Hierarchical Clustering

from sklearn.cluster import AgglomerativeClustering
from scipy.cluster.hierarchy import dendrogram, linkage

# Agglomerative clustering
agg = AgglomerativeClustering(n_clusters=3, linkage='ward')
clusters = agg.fit_predict(X)

# Dendrogram
linkage_matrix = linkage(X, method='ward')
plt.figure(figsize=(12, 6))
dendrogram(linkage_matrix)
plt.title('Dendrogram')
plt.show()

DBSCAN

from sklearn.cluster import DBSCAN

dbscan = DBSCAN(eps=0.5, min_samples=5)
clusters = dbscan.fit_predict(X)

# Number of clusters (excluding noise labeled as -1)
n_clusters = len(set(clusters)) - (1 if -1 in clusters else 0)
print(f"Number of clusters: {n_clusters}")

Model Evaluation

Classification Metrics

from sklearn.metrics import (
    accuracy_score, precision_score, recall_score, f1_score,
    confusion_matrix, classification_report, roc_auc_score, roc_curve
)

# Basic metrics
print(f"Accuracy: {accuracy_score(y_test, y_pred):.4f}")
print(f"Precision: {precision_score(y_test, y_pred, average='weighted'):.4f}")
print(f"Recall: {recall_score(y_test, y_pred, average='weighted'):.4f}")
print(f"F1 Score: {f1_score(y_test, y_pred, average='weighted'):.4f}")

# Classification report
print(classification_report(y_test, y_pred))

# Confusion matrix
cm = confusion_matrix(y_test, y_pred)
print(cm)

# ROC AUC (binary classification)
y_proba = model.predict_proba(X_test)[:, 1]
auc = roc_auc_score(y_test, y_proba)
print(f"ROC AUC: {auc:.4f}")

# ROC Curve
fpr, tpr, thresholds = roc_curve(y_test, y_proba)
plt.plot(fpr, tpr, label=f'ROC Curve (AUC = {auc:.2f})')
plt.plot([0, 1], [0, 1], 'k--')
plt.xlabel('False Positive Rate')
plt.ylabel('True Positive Rate')
plt.title('ROC Curve')
plt.legend()
plt.show()

Cross-Validation

from sklearn.model_selection import cross_val_score, cross_validate

# Simple cross-validation
scores = cross_val_score(model, X, y, cv=5, scoring='accuracy')
print(f"CV Scores: {scores}")
print(f"Mean: {scores.mean():.4f} (+/- {scores.std() * 2:.4f})")

# Multiple metrics
results = cross_validate(
    model, X, y, cv=5,
    scoring=['accuracy', 'precision_weighted', 'recall_weighted', 'f1_weighted'],
    return_train_score=True
)

for metric in ['accuracy', 'precision_weighted', 'recall_weighted', 'f1_weighted']:
    print(f"{metric}: {results[f'test_{metric}'].mean():.4f}")

Hyperparameter Tuning

from sklearn.model_selection import GridSearchCV

param_grid = {
    'n_estimators': [50, 100, 200],
    'max_depth': [5, 10, 15, None],
    'min_samples_split': [2, 5, 10],
    'min_samples_leaf': [1, 2, 4]
}

rf = RandomForestClassifier(random_state=42)

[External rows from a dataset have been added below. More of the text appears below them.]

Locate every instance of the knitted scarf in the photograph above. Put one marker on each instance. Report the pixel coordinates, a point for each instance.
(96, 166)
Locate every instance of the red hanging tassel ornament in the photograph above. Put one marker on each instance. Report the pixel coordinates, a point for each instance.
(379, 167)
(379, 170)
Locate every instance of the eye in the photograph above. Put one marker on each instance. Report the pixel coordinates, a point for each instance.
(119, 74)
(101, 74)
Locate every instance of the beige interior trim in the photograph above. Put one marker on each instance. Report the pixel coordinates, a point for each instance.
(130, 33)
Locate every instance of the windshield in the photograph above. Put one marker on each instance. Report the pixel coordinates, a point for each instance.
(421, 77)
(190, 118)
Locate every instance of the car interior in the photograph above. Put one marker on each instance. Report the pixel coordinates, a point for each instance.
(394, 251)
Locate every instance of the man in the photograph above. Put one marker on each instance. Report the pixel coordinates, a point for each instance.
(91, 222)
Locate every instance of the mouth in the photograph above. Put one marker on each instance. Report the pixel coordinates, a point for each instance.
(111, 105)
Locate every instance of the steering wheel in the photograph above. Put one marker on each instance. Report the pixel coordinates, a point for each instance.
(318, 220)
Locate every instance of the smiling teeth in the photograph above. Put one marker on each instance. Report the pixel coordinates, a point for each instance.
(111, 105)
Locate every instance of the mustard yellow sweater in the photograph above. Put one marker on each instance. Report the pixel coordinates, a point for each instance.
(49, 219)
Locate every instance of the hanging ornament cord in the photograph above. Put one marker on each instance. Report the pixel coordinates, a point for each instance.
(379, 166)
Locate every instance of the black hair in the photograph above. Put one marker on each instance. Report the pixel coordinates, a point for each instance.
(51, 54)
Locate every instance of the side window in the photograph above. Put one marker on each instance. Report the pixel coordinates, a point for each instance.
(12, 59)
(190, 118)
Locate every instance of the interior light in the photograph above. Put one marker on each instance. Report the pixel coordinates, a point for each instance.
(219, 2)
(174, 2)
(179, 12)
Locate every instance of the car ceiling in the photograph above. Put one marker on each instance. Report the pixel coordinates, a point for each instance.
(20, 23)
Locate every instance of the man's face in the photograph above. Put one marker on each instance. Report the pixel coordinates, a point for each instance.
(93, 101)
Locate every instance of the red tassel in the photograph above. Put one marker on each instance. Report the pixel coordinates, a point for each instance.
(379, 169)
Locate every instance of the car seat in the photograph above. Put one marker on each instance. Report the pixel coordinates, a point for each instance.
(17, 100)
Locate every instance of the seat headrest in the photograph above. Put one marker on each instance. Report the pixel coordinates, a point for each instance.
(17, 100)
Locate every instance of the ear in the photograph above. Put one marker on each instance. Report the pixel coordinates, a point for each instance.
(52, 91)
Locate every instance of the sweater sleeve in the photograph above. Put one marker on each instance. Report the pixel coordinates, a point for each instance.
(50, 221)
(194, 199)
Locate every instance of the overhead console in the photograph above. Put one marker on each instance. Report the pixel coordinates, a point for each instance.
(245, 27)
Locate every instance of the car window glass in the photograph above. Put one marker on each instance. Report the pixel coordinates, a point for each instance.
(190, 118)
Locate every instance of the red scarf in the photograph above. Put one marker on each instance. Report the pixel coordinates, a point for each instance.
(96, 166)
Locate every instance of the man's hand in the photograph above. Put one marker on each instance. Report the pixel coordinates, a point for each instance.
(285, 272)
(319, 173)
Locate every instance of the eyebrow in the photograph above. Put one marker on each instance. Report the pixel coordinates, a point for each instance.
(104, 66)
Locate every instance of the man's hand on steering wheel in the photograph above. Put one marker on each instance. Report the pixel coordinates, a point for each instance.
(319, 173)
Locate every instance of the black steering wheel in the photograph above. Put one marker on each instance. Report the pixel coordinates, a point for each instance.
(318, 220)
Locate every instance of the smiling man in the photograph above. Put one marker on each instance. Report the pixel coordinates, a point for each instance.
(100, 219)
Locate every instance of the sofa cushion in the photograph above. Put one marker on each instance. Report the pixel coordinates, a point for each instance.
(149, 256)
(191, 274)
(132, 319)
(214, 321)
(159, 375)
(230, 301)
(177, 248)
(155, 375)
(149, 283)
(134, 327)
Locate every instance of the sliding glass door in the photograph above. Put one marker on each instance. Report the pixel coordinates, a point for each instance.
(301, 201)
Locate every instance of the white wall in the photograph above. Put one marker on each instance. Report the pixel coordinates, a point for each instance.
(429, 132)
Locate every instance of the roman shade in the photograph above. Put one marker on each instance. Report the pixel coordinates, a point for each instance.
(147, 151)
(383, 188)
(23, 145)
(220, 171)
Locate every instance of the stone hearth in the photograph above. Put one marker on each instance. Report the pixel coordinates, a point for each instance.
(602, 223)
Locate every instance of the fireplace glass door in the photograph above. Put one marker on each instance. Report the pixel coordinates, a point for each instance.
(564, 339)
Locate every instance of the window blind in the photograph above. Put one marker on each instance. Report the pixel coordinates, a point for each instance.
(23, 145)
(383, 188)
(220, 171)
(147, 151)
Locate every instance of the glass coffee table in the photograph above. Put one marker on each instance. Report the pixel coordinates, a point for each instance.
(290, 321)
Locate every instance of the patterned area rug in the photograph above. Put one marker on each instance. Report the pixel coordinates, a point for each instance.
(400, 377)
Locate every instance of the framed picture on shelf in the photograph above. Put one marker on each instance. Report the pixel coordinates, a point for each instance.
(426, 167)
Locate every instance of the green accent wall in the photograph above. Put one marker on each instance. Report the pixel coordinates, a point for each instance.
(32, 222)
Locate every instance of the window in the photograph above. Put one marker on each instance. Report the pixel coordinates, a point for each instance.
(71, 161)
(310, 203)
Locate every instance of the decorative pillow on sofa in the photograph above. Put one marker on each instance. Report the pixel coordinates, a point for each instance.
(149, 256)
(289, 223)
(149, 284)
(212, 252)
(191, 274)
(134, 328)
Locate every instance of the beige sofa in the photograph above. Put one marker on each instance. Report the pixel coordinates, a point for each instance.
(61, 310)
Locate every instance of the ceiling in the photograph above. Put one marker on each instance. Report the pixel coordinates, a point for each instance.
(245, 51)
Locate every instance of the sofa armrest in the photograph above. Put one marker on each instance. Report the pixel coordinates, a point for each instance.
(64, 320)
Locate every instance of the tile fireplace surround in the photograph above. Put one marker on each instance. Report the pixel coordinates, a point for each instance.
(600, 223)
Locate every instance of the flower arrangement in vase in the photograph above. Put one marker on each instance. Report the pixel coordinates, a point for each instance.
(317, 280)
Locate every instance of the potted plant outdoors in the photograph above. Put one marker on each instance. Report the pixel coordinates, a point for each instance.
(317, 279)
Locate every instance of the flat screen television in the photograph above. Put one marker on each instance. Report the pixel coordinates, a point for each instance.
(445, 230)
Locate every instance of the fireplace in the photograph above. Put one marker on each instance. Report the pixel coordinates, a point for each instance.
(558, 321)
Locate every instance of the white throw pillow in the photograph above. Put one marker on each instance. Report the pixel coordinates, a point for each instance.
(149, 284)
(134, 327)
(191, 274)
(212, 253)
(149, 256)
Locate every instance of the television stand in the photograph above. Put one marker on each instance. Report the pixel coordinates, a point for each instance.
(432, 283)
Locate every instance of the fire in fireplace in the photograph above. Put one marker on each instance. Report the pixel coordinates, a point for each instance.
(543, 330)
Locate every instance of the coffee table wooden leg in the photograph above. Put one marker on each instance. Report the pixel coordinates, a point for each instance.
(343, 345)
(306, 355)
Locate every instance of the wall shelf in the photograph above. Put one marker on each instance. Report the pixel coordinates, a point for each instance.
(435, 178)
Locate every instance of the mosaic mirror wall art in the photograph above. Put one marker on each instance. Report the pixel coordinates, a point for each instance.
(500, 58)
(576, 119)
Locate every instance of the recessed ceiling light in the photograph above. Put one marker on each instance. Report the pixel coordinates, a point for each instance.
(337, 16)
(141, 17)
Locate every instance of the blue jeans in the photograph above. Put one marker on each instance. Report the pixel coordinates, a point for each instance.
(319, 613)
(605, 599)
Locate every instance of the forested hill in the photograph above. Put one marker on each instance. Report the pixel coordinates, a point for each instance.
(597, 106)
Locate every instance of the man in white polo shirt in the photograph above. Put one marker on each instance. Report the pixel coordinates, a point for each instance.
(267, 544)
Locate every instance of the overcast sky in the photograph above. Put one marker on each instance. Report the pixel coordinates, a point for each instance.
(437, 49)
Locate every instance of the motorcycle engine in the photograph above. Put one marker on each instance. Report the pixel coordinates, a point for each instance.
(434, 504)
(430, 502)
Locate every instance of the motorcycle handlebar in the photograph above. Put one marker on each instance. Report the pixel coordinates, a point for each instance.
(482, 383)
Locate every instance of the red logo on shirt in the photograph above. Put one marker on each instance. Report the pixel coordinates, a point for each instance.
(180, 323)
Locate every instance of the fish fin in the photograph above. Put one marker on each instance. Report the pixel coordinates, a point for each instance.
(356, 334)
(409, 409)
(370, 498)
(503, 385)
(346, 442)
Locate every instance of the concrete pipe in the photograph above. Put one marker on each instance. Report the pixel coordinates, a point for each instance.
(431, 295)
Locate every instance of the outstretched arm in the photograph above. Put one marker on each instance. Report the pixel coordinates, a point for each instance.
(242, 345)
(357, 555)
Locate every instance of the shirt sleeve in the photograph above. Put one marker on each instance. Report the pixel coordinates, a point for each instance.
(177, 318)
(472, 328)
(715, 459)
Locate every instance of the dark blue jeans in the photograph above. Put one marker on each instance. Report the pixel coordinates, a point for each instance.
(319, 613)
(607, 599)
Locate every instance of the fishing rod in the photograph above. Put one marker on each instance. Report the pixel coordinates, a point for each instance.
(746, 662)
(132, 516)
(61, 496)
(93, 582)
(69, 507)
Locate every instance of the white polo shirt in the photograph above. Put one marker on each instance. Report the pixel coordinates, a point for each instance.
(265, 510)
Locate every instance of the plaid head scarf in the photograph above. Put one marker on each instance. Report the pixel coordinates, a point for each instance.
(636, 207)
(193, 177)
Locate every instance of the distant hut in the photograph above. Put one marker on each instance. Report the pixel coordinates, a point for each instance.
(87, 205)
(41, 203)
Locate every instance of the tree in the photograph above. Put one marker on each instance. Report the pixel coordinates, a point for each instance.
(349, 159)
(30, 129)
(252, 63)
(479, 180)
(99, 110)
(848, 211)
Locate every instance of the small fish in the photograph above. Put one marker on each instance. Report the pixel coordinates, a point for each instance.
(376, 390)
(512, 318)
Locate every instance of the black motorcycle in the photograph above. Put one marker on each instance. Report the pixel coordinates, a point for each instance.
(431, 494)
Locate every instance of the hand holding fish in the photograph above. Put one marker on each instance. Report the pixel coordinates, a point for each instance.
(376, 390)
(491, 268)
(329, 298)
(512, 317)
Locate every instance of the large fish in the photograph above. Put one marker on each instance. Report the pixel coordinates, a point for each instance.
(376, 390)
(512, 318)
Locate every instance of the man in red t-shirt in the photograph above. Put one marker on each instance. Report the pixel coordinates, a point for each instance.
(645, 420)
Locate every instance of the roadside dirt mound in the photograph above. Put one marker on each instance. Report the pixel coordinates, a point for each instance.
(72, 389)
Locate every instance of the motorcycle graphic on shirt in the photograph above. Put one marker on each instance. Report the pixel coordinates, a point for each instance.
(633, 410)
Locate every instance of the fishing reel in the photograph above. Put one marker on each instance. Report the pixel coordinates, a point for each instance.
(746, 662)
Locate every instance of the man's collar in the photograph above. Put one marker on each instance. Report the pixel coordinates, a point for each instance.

grid_search = GridSearchCV(
    rf, param_grid,
    cv=5,
    scoring='accuracy',
    n_jobs=-1,
    verbose=1
)
grid_search.fit(X_train, y_train)

print(f"Best parameters: {grid_search.best_params_}")
print(f"Best score: {grid_search.best_score_:.4f}")

# Use best model
best_model = grid_search.best_estimator_
from sklearn.model_selection import RandomizedSearchCV
from scipy.stats import randint, uniform

param_distributions = {
    'n_estimators': randint(50, 500),
    'max_depth': randint(5, 50),
    'min_samples_split': randint(2, 20),
    'min_samples_leaf': randint(1, 10),
    'max_features': uniform(0.1, 0.9)
}

random_search = RandomizedSearchCV(
    rf, param_distributions,
    n_iter=100,
    cv=5,
    scoring='accuracy',
    random_state=42,
    n_jobs=-1
)
random_search.fit(X_train, y_train)

print(f"Best parameters: {random_search.best_params_}")

Pipelines

Basic Pipeline

from sklearn.pipeline import Pipeline

pipeline = Pipeline([
    ('scaler', StandardScaler()),
    ('classifier', RandomForestClassifier(random_state=42))
])

pipeline.fit(X_train, y_train)
y_pred = pipeline.predict(X_test)
print(f"Accuracy: {accuracy_score(y_test, y_pred):.4f}")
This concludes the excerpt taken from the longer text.